Influence of crystalline structure on rf dissipation in superconducting niobium

Bulk niobium is the most common material used in the fabrication of rf superconducting cavities for accelerators. Predicting and reducing the rf surface dissipation in these cavity structures is mandatory, since it has a tremendous cost impact on the large accelerator projects. In this paper the author hopes to demonstrate that sources of dissipation usually attributed to external causes (mainly flux trapping during cooldown and hydrides precipitates) are related to the same type of crystalline defects that affect the local superconducting properties and can be at the source of early vortex penetration at the surface.

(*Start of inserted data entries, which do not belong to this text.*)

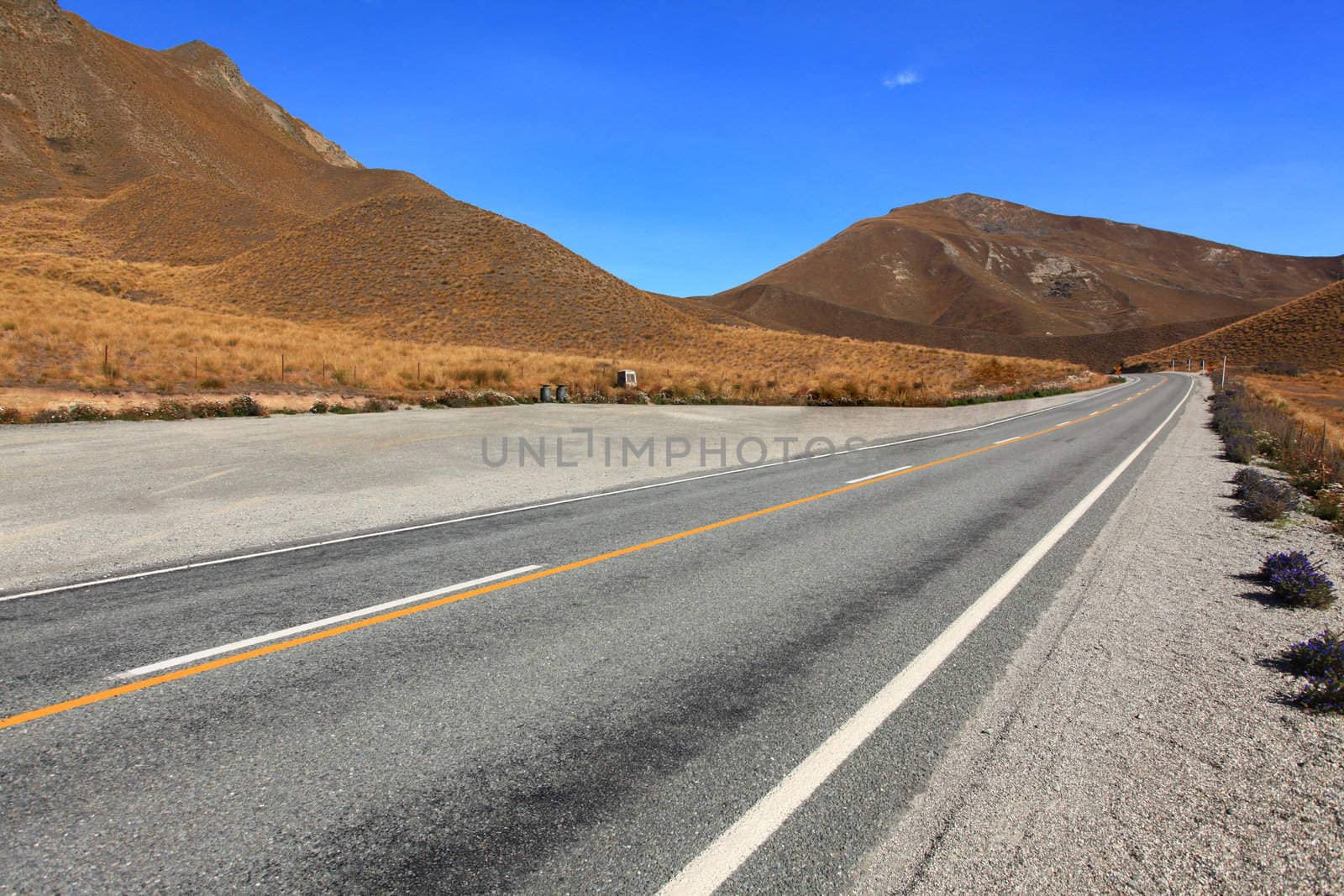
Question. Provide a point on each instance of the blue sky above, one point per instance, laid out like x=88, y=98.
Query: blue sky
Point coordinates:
x=691, y=147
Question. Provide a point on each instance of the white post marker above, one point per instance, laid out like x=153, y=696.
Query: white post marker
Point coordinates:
x=721, y=859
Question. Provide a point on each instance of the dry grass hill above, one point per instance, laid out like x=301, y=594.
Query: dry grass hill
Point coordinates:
x=1307, y=332
x=974, y=271
x=159, y=211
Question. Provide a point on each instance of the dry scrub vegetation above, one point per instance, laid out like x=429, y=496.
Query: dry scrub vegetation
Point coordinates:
x=58, y=312
x=1307, y=332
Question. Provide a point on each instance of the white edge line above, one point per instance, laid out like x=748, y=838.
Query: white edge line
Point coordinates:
x=707, y=871
x=864, y=479
x=347, y=539
x=308, y=626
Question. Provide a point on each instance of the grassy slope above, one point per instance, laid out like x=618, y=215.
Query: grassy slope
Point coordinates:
x=1308, y=332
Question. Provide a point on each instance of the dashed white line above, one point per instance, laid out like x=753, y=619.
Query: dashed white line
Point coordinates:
x=874, y=476
x=308, y=626
x=721, y=859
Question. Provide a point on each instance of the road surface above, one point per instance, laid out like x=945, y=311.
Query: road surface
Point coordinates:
x=729, y=683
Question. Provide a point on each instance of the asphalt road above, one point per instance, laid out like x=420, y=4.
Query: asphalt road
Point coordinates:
x=589, y=728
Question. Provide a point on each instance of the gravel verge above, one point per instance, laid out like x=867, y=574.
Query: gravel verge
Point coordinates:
x=84, y=500
x=1140, y=741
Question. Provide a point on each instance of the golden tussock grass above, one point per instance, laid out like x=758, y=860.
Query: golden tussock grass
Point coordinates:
x=1316, y=398
x=57, y=313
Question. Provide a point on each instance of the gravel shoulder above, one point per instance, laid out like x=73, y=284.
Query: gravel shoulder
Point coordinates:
x=1140, y=741
x=87, y=500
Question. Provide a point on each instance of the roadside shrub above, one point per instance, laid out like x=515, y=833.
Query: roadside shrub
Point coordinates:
x=1280, y=369
x=1314, y=479
x=87, y=412
x=246, y=406
x=1297, y=580
x=208, y=409
x=1320, y=660
x=1245, y=477
x=51, y=416
x=1265, y=500
x=172, y=411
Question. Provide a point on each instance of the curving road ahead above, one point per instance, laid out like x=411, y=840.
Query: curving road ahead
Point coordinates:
x=732, y=681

We also want to show how these types of defects can explain some of the discrepancies observed from other laboratories in niobium cavity doping experiments. Understanding the origin and the role of these defects could provide direction for improving material specifications as well as improving fabrication control from sheet material to completed cavity. In particular, we will demonstrate that dislocation entanglements, due to the fabrication damage layer, have the strongest impact for the pinning behavior of trapped flux, as well as hydrogen segregation in cavity niobium. The author wishes to present to the superconducting radio frequency (SRF) accelerator community the synthesis of experimental results scattered in the literature, completed with some personal results. The results of this effort provide a new perspective on recently published work in the domain of SRF cavity doping and sensitivity to trapped flux during cooldown. I will also try to draw whenever possible, some conclusions about other types of superconductors used for SRF applications including Nb/Cu thin films and to discuss their possible change of behavior with field or frequency. I will concentrate on surface and material science aspects since the experimental results on rf cavities have already been treated elsewhere.